Town at the Costa Brava

Nature - Rocky coasts, scenic bays and Mediterranean vegetation

The Costa Brava lives up to its name. Rugged and rocky parts of the coast with small fishing villages, idyllic bays, rocky and sandy beaches as well as turquoise blue sea water characterise the scenery. The area at the Cap de Creus, Catalonia's easternmost point, at the Cap de Begur and between Sant Filiu de Guíxols and Tossa del Mar is especially wild. From the holiday resort Lloret de Mar on, the landscape become flatter before it changes into the neighbouring Costa del Maresme. The vegetation mainly consists of pine, cork oak and acacia groves, genista shrubs and wild herbs such as rosemary and thyme. As a result of several clearings and dry summers, there are only a few forests. The fauna also suffered from these conditions, so that foxes, lynxes, wildcats, boars and reptiles live reclusively. You find worthwhile natural parks at the Costa Brava at the Cap de Creus (Parque Natural Cap de Creus), near the Pyrenees (Parque Natural de l’Albera ) and close to Empuriabrava (Parque Natural de las Marismas del Ampurdán).

A small bay at the wild coast

Culture - Ancient ruins, medieval towns and idyllic fishing villages

The name "Costa Brava" was first used by the journalist Ferran Agulló in the magazine La Veu de Catalunya in 1908. He was trying to describe the rural and picturesque landscape in the north of Catalonia. The Costa Brava has been a popular tourist destination since the 1930s - or at the latest since the 1950s and 60s. But it is not only the wonderful beaches and the scenic bays which attract many travellers. The wild, untouched coast also offers culture. Popular travel destinations are the Dalí Theatre and Museum in Figueres, Girona's historical old town, the ruins of Empúries and the ruin of the Monastery of Sant Pere de Rodes. Other highlights are the art nouveau villas, the port and the monastery in Sant Feliu de Guíxols, the medieval wall in Tossa de Mar, Pals' old town and the fishing village Cadaqués. The latter is one of the most important locations at the Costa Brava, which inspired world-famous artists like Dalí with its Mediterranean centre. In addition, there is a variety of museums and art galleries (e.g. Casa-Museo de Salvador Dalí).

A tourist town at the Costa Brava

Experience - Wild parties and meaty fish dishes

The Costa Brava offers a lively and exuberant nightlife.
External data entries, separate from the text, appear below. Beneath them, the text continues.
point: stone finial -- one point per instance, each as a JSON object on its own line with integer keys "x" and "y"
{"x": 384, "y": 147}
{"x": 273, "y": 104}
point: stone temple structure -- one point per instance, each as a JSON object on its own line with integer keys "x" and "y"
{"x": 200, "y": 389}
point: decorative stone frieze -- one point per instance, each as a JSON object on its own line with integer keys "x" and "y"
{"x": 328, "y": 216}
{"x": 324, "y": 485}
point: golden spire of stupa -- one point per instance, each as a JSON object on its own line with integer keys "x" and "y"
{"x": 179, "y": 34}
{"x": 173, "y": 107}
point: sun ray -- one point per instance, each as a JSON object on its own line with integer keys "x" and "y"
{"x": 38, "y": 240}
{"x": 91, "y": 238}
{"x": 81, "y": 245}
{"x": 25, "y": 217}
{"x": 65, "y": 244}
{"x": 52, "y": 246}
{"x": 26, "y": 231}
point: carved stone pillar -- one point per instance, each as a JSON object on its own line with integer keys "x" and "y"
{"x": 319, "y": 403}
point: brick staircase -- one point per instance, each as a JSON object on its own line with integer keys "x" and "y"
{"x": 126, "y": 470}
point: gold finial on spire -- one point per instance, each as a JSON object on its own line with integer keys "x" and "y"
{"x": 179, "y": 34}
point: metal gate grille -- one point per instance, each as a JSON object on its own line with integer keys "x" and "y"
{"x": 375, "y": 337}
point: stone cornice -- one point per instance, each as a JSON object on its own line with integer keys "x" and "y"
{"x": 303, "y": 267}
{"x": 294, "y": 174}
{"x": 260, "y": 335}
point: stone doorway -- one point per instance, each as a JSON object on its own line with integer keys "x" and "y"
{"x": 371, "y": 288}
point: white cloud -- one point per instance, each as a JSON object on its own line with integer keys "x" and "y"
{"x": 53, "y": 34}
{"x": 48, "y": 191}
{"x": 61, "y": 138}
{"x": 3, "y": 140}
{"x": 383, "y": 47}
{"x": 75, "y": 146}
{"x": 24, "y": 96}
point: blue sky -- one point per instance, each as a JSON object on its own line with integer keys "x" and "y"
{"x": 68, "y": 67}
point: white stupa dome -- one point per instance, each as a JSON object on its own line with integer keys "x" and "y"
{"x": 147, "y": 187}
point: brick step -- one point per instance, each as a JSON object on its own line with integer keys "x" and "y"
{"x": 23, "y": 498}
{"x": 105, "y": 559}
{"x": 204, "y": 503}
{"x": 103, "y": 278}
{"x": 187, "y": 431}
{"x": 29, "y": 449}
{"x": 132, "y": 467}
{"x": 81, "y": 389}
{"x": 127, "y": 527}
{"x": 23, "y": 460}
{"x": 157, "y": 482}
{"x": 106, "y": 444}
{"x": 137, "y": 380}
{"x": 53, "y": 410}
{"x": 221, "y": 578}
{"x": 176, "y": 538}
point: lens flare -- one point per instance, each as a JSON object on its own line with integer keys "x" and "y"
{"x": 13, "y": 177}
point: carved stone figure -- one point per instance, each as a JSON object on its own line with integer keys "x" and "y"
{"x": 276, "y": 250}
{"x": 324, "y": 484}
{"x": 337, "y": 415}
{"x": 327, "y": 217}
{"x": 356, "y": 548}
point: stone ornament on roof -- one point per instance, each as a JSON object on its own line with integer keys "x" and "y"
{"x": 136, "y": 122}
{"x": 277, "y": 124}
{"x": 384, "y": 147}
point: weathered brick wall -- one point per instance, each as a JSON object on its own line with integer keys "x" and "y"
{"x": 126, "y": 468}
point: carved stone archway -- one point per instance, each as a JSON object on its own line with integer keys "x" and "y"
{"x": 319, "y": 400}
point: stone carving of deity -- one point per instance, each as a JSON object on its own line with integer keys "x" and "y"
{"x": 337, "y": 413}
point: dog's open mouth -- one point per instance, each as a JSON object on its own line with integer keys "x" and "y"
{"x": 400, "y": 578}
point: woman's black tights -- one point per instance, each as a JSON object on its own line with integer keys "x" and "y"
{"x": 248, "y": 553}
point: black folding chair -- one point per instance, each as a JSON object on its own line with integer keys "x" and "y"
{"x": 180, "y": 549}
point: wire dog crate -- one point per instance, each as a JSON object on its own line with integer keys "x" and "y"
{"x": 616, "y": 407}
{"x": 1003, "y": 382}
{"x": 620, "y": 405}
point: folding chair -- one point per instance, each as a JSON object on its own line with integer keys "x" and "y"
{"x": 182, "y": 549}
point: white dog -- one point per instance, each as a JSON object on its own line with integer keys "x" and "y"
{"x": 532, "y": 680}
People party in numerous clubs, bars and discos in towns like Lloret de Mar, especially in summer. Travellers can experience the Catalan cuisine in all its facets at the Costa Brava. Fish and seafood are important ingredients for many dishes. Local delicacies are the mar y montaña ("sea and mountains") dishes, which deliciously combine fish and meat, for example chicken with giant prawns or paella mixta (with seafood and chicken).

Mixed paella made with meat and prawns

Activities - Surfing in Platja d'Aro as well as diving and hiking at the Cap de Creus

The Costa Brava is a paradise for water sports fans and sun-worshippers. The many beaches offer excellent conditions for divers (Illes Medes, Cap de Creus), surfers (Roses, Palamós, Platja d'Aro), sailors, swimmers and canoeists. Holidaymakers can also use a motorboat, yacht or Jetski as there are several marinas at the "Wild Coast". Hikers can enjoy a number of signposted hiking trails, for example in the Cap de Creus Natural Park. Other leisure activities which are possible at the Costa Brava are tennis, horseback riding and golfing.

A well-known tourist destination at the Costa Brava


The months from June to September are perfect for holidays at the seaside at the Costa Brava. However, travellers should note that July and August are peak season, so that the coast may be overcrowded at that time. Autumn and spring, on the other hand, are excellently suited for going hiking and exploring the surrounding towns and villages.

The Costa Brava is a true paradise for water sports fans and sun-worshippers. Especially the summer months are ideal for all travellers who want to experience the perfect holiday atmosphere of sun, sea, beach and relaxation in a Mediterranean environment.